Apparent increase in deaths
Frank and Sudarshan carefully examined mortality rates before and after vulture population declines. For their analysis, they separately studied areas that originally had large vulture populations, and those that did not. The data showed that areas that were unsuitable for vultures had slightly higher mortality rates between 1988 and 1993 (1.2 additional deaths per 1,000 people).
The researchers suggest this may have been because areas with fewer vultures – which were colder and drier places – had problems with carcasses decaying, leading to disease and death.
But when vulture numbers declined dramatically in 1996, mortality rates in areas that had always had high vulture populations increased by “0.65 deaths per 1,000 people.” By 2005, this difference had increased to 1.4 additional deaths per 1,000 people.
And this “sanitation shock” caused by the disappearance of vultures was felt more strongly in urban areas, where there were no vast open spaces for carcass disposal. Also, their “significantly higher population density, and networked infrastructure such as drains that allowed pathogens and waste to spread rapidly” made the situation worse. “We found that urban areas had a larger increase in mortality than the combined sample,” say Frank and Sudarshan.
The threat of stray dogs
Dog bites and rabies are a huge problem in India. On July 30, the government told parliament that there would be 3 million dog bite cases in 2023 and that 4.7 million rabies vaccines had been administered. Yet 286 people died.

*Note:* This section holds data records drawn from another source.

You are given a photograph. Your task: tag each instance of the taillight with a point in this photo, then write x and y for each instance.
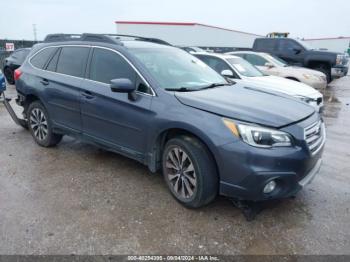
(17, 74)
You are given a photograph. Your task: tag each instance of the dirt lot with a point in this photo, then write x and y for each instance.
(77, 199)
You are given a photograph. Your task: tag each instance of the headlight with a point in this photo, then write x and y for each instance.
(305, 99)
(339, 59)
(259, 136)
(307, 76)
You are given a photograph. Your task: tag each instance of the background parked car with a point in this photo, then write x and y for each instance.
(272, 65)
(13, 62)
(2, 83)
(193, 49)
(242, 71)
(299, 53)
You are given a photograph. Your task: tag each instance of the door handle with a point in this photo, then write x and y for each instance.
(87, 95)
(44, 81)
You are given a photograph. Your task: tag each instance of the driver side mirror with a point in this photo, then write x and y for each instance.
(269, 65)
(122, 85)
(227, 73)
(297, 50)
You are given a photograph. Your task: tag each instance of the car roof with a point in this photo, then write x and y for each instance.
(219, 55)
(246, 52)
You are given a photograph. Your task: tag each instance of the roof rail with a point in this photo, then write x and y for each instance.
(81, 37)
(141, 38)
(106, 38)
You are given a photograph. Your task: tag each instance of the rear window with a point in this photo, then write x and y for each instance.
(264, 44)
(41, 58)
(72, 61)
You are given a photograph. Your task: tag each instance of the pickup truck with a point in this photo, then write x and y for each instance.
(297, 52)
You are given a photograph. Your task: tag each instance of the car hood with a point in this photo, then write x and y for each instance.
(248, 104)
(308, 71)
(283, 85)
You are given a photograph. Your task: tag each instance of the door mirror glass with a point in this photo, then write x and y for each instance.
(122, 85)
(269, 65)
(227, 73)
(297, 50)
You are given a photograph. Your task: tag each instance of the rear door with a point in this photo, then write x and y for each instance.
(113, 118)
(62, 80)
(290, 51)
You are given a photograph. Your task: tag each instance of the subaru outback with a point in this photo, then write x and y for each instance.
(165, 108)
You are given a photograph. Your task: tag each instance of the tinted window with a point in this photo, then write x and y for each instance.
(288, 45)
(107, 65)
(20, 55)
(40, 59)
(53, 62)
(72, 61)
(255, 60)
(265, 44)
(217, 64)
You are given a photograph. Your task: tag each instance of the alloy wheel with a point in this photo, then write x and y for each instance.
(181, 173)
(38, 124)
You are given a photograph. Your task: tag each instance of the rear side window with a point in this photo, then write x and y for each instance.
(107, 65)
(264, 44)
(41, 58)
(72, 61)
(51, 66)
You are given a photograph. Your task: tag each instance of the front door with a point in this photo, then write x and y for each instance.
(61, 81)
(114, 118)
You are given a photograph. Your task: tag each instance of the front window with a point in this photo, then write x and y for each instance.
(276, 60)
(304, 44)
(244, 68)
(173, 68)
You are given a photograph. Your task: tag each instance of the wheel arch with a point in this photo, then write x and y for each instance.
(292, 78)
(158, 143)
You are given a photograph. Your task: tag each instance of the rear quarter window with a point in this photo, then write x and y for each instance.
(72, 61)
(40, 59)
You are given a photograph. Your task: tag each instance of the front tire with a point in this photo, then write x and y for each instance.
(9, 76)
(326, 70)
(189, 172)
(40, 126)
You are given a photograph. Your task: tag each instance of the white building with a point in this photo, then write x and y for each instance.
(188, 34)
(340, 44)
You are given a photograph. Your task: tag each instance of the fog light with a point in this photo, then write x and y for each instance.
(270, 187)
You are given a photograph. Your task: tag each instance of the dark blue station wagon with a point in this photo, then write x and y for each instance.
(168, 110)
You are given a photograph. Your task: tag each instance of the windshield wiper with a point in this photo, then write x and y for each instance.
(213, 85)
(181, 89)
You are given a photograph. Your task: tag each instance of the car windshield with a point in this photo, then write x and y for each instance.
(244, 68)
(307, 46)
(175, 69)
(276, 60)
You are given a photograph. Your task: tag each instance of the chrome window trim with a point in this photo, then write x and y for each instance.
(94, 46)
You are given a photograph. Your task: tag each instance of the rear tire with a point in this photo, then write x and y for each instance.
(189, 171)
(9, 76)
(40, 125)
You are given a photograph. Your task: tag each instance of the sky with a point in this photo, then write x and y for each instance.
(302, 18)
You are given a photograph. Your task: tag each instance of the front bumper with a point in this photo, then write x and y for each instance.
(339, 71)
(245, 170)
(318, 84)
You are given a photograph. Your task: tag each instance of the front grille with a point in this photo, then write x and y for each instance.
(315, 136)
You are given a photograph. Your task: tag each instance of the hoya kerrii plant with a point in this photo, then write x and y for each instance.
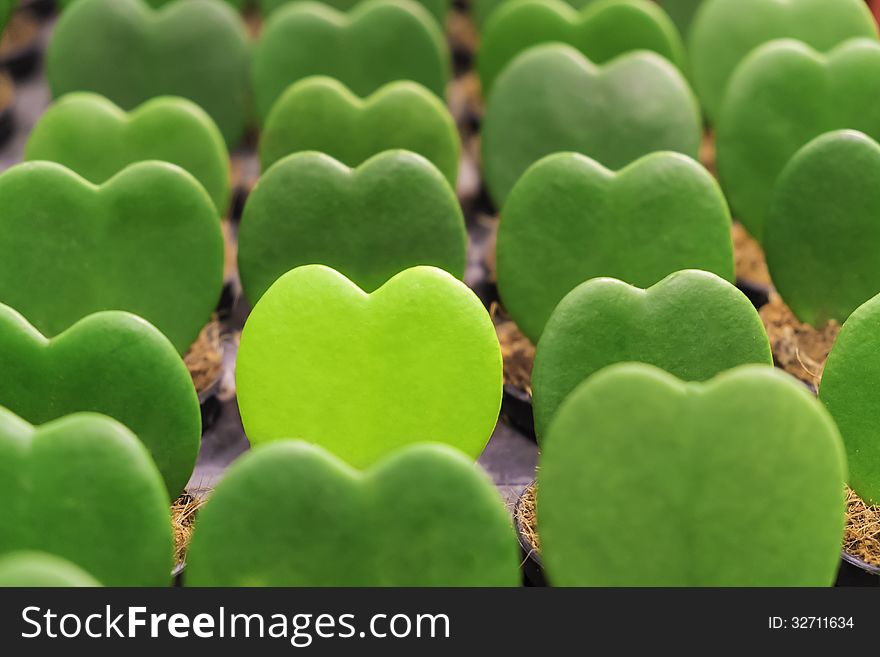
(724, 32)
(822, 232)
(415, 360)
(41, 570)
(848, 388)
(85, 489)
(783, 95)
(569, 219)
(94, 137)
(603, 113)
(322, 114)
(393, 212)
(442, 522)
(112, 363)
(437, 8)
(692, 324)
(646, 480)
(197, 49)
(601, 30)
(147, 241)
(377, 42)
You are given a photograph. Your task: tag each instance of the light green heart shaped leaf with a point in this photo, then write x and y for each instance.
(442, 523)
(849, 387)
(692, 324)
(725, 31)
(111, 363)
(784, 95)
(85, 489)
(197, 49)
(362, 375)
(569, 219)
(437, 8)
(823, 227)
(378, 42)
(321, 114)
(602, 31)
(95, 138)
(394, 212)
(147, 241)
(551, 99)
(41, 570)
(649, 481)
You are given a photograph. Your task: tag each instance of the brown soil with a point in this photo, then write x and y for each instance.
(7, 92)
(798, 348)
(749, 257)
(517, 351)
(183, 516)
(461, 32)
(204, 360)
(862, 537)
(21, 32)
(527, 518)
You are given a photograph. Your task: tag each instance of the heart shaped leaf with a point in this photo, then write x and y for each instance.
(822, 233)
(147, 241)
(437, 8)
(551, 99)
(849, 390)
(784, 95)
(197, 49)
(85, 489)
(321, 114)
(719, 483)
(602, 31)
(725, 31)
(692, 324)
(95, 138)
(38, 569)
(111, 363)
(394, 212)
(440, 523)
(363, 375)
(569, 219)
(378, 42)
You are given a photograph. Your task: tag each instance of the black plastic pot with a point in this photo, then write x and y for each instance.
(516, 410)
(855, 572)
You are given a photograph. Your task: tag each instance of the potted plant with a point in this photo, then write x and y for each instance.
(692, 324)
(599, 115)
(722, 481)
(847, 386)
(602, 31)
(818, 242)
(724, 32)
(415, 360)
(85, 489)
(393, 212)
(112, 363)
(376, 43)
(197, 49)
(442, 522)
(322, 114)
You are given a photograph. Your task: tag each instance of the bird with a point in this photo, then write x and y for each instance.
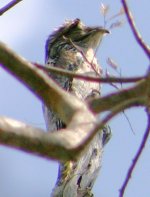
(72, 47)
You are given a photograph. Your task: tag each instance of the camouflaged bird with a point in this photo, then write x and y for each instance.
(72, 47)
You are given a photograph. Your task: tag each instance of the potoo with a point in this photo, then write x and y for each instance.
(72, 47)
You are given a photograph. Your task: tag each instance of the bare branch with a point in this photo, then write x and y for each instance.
(136, 33)
(40, 84)
(89, 77)
(136, 158)
(8, 6)
(33, 140)
(136, 95)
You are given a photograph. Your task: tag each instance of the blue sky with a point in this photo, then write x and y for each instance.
(25, 29)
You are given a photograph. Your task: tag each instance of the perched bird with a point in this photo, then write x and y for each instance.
(72, 47)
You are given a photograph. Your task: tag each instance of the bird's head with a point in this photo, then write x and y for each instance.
(75, 32)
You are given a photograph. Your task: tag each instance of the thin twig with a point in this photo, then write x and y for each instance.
(136, 33)
(136, 158)
(8, 6)
(89, 78)
(83, 55)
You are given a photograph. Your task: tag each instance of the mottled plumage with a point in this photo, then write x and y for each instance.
(72, 47)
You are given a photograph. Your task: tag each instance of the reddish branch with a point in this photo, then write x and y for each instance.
(136, 158)
(136, 33)
(8, 6)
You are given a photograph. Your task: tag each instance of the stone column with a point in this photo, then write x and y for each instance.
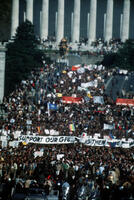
(104, 25)
(56, 14)
(121, 24)
(44, 19)
(60, 21)
(109, 21)
(2, 71)
(92, 22)
(76, 22)
(125, 21)
(88, 16)
(29, 10)
(72, 22)
(14, 17)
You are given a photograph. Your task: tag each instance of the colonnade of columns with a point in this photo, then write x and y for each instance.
(75, 19)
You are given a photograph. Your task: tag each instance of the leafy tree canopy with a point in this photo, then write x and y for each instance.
(123, 59)
(22, 55)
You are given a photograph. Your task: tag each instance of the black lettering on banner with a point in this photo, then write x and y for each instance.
(61, 139)
(47, 140)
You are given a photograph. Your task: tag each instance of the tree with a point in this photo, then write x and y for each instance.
(125, 56)
(22, 55)
(123, 59)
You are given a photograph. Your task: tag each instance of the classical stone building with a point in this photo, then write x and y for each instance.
(75, 19)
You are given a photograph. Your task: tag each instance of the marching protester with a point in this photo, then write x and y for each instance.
(95, 149)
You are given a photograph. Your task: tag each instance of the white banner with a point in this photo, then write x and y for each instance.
(73, 139)
(108, 126)
(98, 99)
(47, 139)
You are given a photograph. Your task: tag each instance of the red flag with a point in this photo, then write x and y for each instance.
(126, 102)
(66, 99)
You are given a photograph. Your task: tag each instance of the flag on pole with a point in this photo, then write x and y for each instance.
(71, 127)
(51, 106)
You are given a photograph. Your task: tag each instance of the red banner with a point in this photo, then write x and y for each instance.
(66, 99)
(129, 102)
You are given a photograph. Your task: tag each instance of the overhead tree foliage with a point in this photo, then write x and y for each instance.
(123, 59)
(22, 55)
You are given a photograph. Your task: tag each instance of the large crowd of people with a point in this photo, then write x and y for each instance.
(98, 47)
(106, 173)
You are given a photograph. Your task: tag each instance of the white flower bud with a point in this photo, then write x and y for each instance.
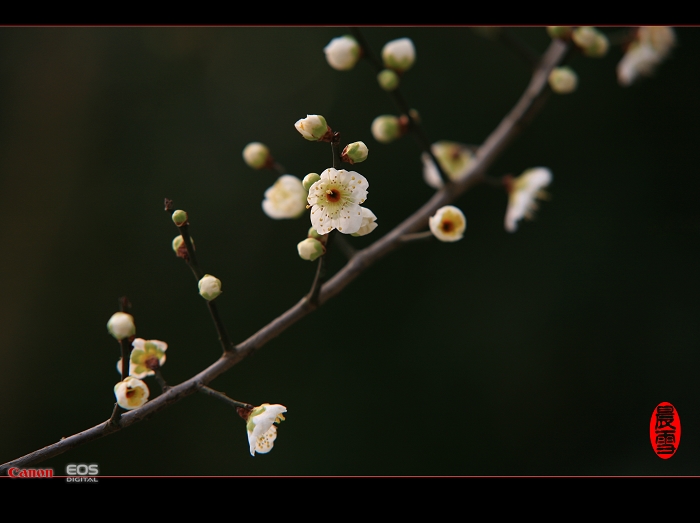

The study shows that while the vulture population in India declined, the dog population multiplied. The same dead animals carefully removed by the vultures were now available for the dogs to eat. And unlike vultures, dogs reproduce rapidly.
Frank and Sudarshan attribute the surge in demand for rabies vaccines after 1996 to a sharp increase in dog numbers following a decline in the vulture population.